Lawrence Orlovsky (Allan Berendt) and his wife Regina Dracula (Hope Stansbury), along with their staff of Carrie (Patti Gaul) , Orlando (Michael Fischetti) and Carlotta (Pichulina Hempi) have moved into a mansion sight unseen, but these things are necessary as Regina has a blood condition that demands constant injections. Also: Lawrence is growing a monstrous plant in his lab.
There are also human monsters as well, like lawyer Carl Root (John Wallowitch), who is stealing the money from the Orlovsky estate. That’s when we learn that Lawrence is really Larry Talbot and yes, you’d have to watch some monster movies to realize he’s a wolfman. Then there’s Jimmy (David Bevans), back in town to romance his sister Carrie. I mean, he’s there for about five minutes before Regina kills him with a meat cleaver to the head and dissolves him in acid.
For some other reason, Lawrence and Root’s secretary Prudence Towers (Pamela Adams) have an affair that only can happen in a cemetery guarded by Petra (Eve Crosby), who decides to blackmail the family and is also destroyed by Regina. And then, as one imagines, werewolf and vampire must battle within the burning home as we crawl to the credits.
This is a movie that mentions time more than once. The leg-free Orlando says that “Time is a dictator. You must follow him or you’ll be left behind.” while Jimmy, in the middle of necking with his sister, is more optimistic, as he opines, “As one grows older, time becomes a pussycat.”
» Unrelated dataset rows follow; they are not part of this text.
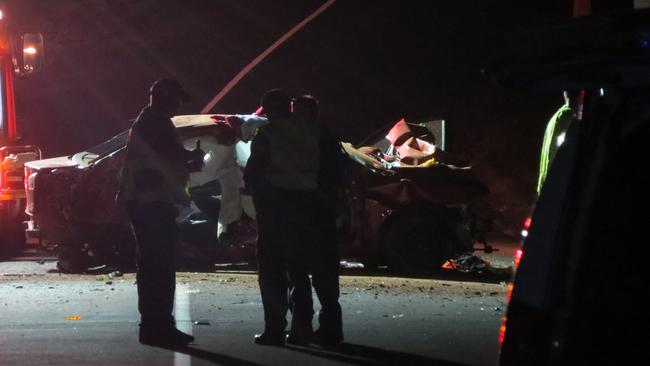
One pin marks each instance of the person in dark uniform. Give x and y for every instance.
(282, 175)
(325, 260)
(153, 182)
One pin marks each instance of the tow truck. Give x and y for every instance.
(19, 56)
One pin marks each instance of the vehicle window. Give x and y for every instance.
(110, 145)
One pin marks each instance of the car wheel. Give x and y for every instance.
(417, 238)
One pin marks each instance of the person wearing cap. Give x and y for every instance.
(325, 255)
(153, 183)
(282, 175)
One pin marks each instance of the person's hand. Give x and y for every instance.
(195, 164)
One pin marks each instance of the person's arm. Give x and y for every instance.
(258, 163)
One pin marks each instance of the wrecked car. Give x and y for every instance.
(411, 206)
(71, 201)
(407, 206)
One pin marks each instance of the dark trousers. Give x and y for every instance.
(325, 275)
(156, 234)
(286, 237)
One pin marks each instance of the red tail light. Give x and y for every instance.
(502, 331)
(519, 253)
(524, 230)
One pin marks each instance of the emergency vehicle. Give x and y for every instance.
(19, 56)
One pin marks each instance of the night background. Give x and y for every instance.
(369, 62)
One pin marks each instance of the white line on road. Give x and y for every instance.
(183, 321)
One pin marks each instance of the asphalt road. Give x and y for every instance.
(54, 319)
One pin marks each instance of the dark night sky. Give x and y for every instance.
(369, 62)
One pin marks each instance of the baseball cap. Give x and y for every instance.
(169, 86)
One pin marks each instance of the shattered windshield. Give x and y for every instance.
(108, 146)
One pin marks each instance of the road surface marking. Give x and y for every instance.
(183, 321)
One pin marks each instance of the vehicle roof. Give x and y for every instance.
(195, 120)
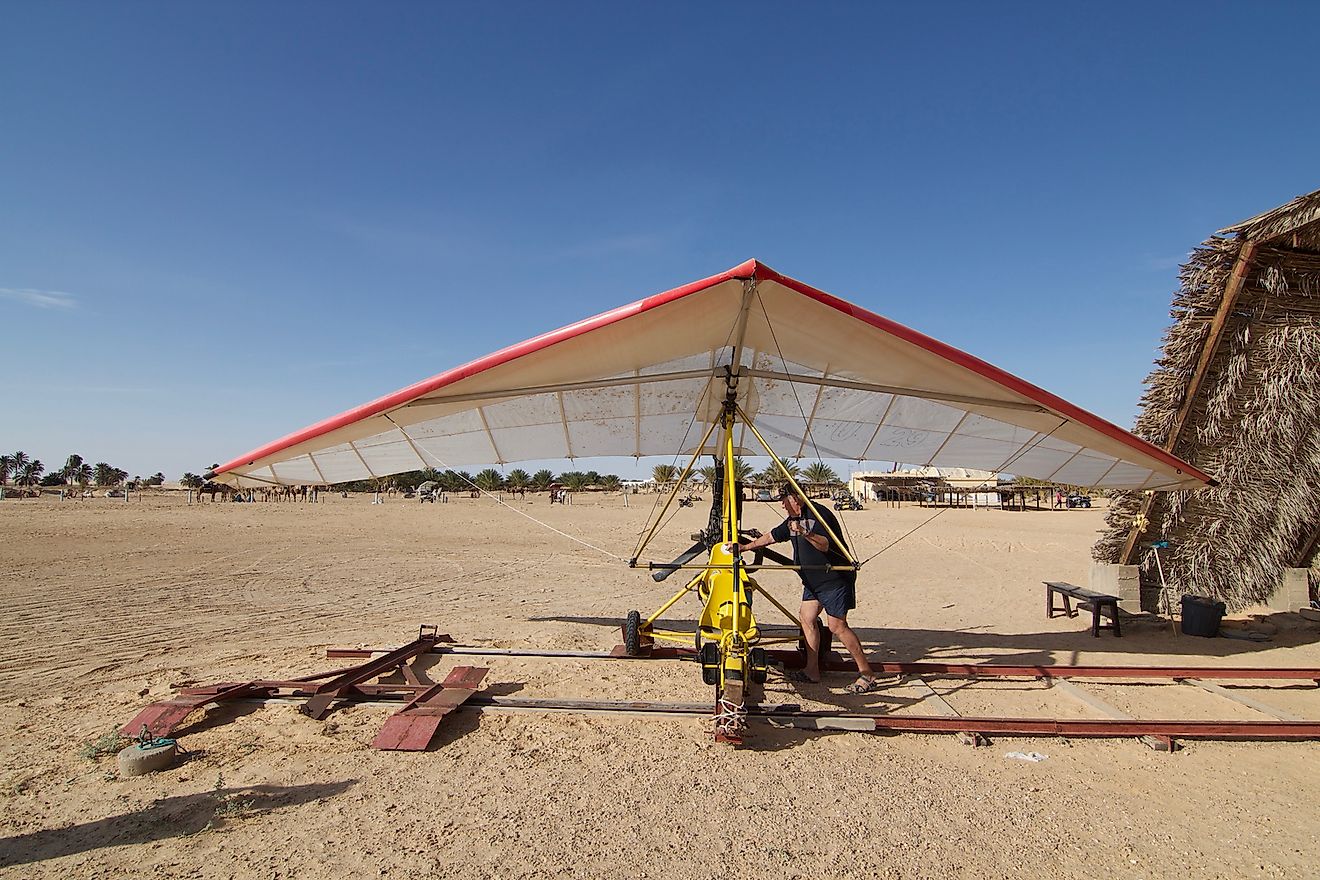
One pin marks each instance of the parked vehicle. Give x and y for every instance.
(848, 503)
At one point, Regina tells her husband, “Oh, go to hell.” He replies, “We’re there already.” Even in a world of werewolves, vampires, legs being operated on with steak knives, plants that eat people and long bloodlines of monsters, the greatest monsters are marriage and family.
This played double features with Gerard Damiano’s Legacy Of Satan and man, I can’t even imagine what audiences were like after sitting through both of these movies.
I like this movie so much I wrote about it twice.